1976: The staff of the Chicago Tribune, for investigative reporting for two series that uncovered widespread abuses in federal housing programs in Chicago and exposed the shocking conditions at two private Chicago hospitals.

1979: Paul Gapp, for architecture criticism.

1983: Richard Locher, for editorial cartooning on subjects ranging from President Ronald Reagan to the Middle East to home computers.

1985: Jeff MacNelly, for editorial cartooning poking fun at such liberal icons as Rev. Jesse Jackson and Walter Mondale.

1986: Jack Fuller, for editorial writing on constitutional issues.

1987: Jeff Lyon and Peter Gorner, for explanatory journalism for a series on the implications of the revolutionary medical treatment gene therapy.

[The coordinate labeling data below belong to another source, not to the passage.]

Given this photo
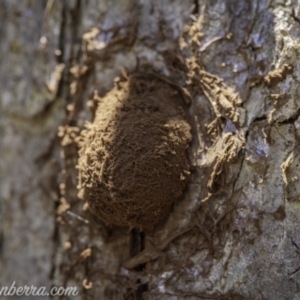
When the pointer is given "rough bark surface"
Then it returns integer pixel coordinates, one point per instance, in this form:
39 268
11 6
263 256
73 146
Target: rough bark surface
234 233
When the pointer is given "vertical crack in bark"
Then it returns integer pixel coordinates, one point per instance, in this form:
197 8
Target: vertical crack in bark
60 59
137 245
196 8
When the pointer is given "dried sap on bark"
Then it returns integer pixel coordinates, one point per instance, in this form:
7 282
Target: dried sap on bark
133 158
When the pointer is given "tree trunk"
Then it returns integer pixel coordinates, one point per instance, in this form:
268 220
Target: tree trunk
234 232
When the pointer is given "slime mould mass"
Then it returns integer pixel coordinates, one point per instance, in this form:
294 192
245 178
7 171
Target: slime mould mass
132 160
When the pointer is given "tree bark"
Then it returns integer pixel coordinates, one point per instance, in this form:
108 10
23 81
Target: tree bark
234 233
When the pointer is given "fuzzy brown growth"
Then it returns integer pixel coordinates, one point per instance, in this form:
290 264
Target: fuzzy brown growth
132 160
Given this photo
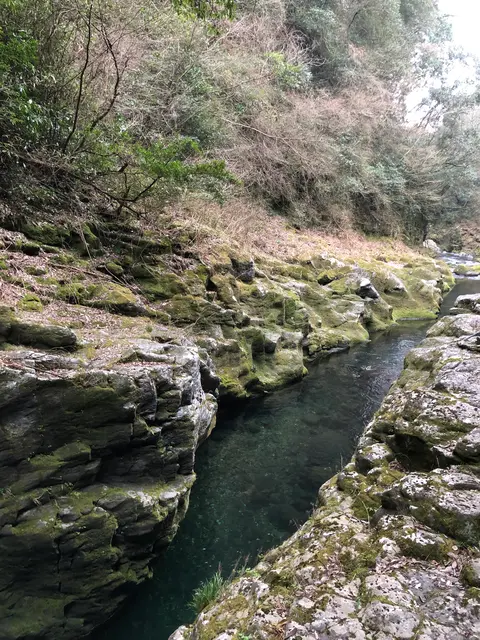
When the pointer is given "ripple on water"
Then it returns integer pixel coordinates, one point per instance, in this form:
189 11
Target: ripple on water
259 473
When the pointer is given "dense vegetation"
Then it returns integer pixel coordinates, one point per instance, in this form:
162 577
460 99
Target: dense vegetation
299 105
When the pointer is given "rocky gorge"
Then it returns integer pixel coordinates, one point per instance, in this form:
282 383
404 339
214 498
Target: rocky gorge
391 552
116 347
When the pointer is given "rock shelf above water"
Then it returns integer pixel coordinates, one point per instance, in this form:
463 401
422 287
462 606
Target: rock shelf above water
96 467
392 551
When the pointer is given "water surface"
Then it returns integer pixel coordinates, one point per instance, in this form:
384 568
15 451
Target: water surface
259 474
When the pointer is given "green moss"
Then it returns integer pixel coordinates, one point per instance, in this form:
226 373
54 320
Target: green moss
47 233
467 269
108 295
114 268
358 561
30 302
414 313
163 286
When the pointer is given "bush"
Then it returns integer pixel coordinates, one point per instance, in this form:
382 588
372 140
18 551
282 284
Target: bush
207 592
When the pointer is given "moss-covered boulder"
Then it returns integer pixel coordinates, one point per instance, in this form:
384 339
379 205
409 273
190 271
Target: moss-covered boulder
392 549
105 295
96 469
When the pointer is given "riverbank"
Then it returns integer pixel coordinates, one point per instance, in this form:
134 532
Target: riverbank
116 343
392 550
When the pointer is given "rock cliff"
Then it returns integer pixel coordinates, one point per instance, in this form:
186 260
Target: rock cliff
96 466
392 552
114 345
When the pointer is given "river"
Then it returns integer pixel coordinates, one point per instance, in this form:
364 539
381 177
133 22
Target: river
259 474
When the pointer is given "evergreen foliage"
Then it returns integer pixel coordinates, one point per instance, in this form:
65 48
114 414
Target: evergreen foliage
300 103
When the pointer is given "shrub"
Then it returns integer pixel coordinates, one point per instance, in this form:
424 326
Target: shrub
207 592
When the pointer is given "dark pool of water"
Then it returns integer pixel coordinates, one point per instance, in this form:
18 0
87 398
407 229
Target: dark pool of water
259 474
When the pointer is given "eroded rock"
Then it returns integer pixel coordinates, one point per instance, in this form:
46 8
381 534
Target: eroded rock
392 552
96 467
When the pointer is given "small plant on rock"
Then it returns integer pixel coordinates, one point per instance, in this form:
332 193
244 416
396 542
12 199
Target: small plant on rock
207 592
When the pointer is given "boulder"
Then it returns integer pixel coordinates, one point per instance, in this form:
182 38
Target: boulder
96 467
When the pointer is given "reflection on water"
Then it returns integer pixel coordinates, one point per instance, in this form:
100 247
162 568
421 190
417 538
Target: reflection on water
259 473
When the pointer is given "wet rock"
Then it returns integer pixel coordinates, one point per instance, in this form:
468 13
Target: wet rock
37 335
392 551
244 270
367 290
469 303
96 467
432 246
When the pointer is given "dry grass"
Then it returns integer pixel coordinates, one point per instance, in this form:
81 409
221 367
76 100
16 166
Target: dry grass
243 226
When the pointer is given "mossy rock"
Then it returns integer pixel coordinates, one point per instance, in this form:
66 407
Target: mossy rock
47 233
37 335
114 268
467 269
7 318
30 302
106 295
198 312
163 286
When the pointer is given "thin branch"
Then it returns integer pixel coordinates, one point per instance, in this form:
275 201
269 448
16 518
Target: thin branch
82 79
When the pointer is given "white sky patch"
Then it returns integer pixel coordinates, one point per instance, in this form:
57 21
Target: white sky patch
465 18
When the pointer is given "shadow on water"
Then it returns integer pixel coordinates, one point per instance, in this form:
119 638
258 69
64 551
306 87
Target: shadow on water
259 473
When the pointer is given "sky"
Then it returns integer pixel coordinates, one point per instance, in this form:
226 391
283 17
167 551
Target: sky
465 17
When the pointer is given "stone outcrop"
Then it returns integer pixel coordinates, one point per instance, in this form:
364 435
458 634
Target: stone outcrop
392 552
104 399
262 320
96 465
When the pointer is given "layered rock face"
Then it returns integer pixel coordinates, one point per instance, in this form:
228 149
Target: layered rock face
96 465
261 320
392 552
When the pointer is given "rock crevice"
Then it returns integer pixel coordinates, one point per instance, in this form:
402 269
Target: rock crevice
96 466
392 552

1988: Dean Baquet, William Gaines and Ann Marie Lipinski, for investigative reporting for a series detailing the self-interest and waste that plagued the Chicago City Council.

1989: Clarence Page, for commentary for columns on local and national affairs.

1989: Lois Wille, for editorial writing on a variety of local issues.

1994: Bruce Dold, for editorial writing on the death of 3-year-old Joseph Wallace and the failure of the Illinois Department of Children and Family Services to protect him.

1994: Ronald Kotulak, for explanatory journalism for two series on developments in neurological science.